Ohne Hens gegen Griechenland
Deutschlands Handballer müssen in der WM-Qualifikation gegen Griechenland endgültig ohne ihren Kapitän Pascal Hens auskommen. Der Hamburger Rückraumspieler wurde im griechischen Drama nicht für den offiziellen 16-köpfigen Kader gemeldet.
Hens hatte in Absprache mit Bundestrainer Heiner Brand im Playoff-Rückspiel nur antreten wollen, wenn bis dahin seine Freundin Angela das erste gemeinsame Kind zur Welt gebracht hätte. «Leider konnten wir nicht warten.
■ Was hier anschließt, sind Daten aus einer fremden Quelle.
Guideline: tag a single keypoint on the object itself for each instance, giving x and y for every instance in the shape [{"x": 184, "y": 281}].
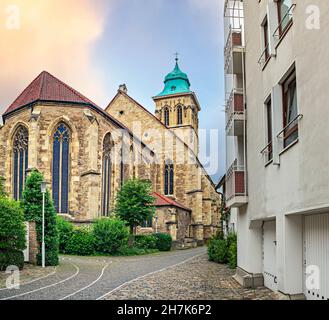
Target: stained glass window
[
  {"x": 106, "y": 176},
  {"x": 20, "y": 156},
  {"x": 179, "y": 115},
  {"x": 169, "y": 179},
  {"x": 166, "y": 116},
  {"x": 61, "y": 156}
]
Es macht auch keinen Sinn, Pascal Hens am frühen Sonntagmorgen in Gang zu setzen und nach den ganzen Reisestrapazen in ein so wichtiges Spiel zu schicken», sagte Brand.
Neben Hens wurde auch der Großwallstädter Steffen Weinhold nicht für die entscheidende Partie um die WM-Qualifikation gemeldet. Die Auswahl des Deutschen Handballbundes (DHB) muss in Drama gegen Griechenland einen Fünf-Tore-Vorsprung vom 25:20-Sieg aus dem Hinspiel vor Wochenfrist in Dortmund verteidigen. Die WM findet vom 13. bis 30. Januar 2011 in Schweden statt. Die Vorrundengruppen werden am 9. Juli in Göteborg ausgelost.
Die deutsche Mannschaft war am frühen Samstagmorgen leicht verspätet von München nach Thessaloniki geflogen. Von dort wurde der WM-Fünfte begleitet von einer Polizeieskorte ins 170 Kilometer entfernte Drama gefahren. Nach der zweieinhalbstündigen Busfahrt absolvierte die Mannschaft am Abend ihr Abschlusstraining in der Spielhalle.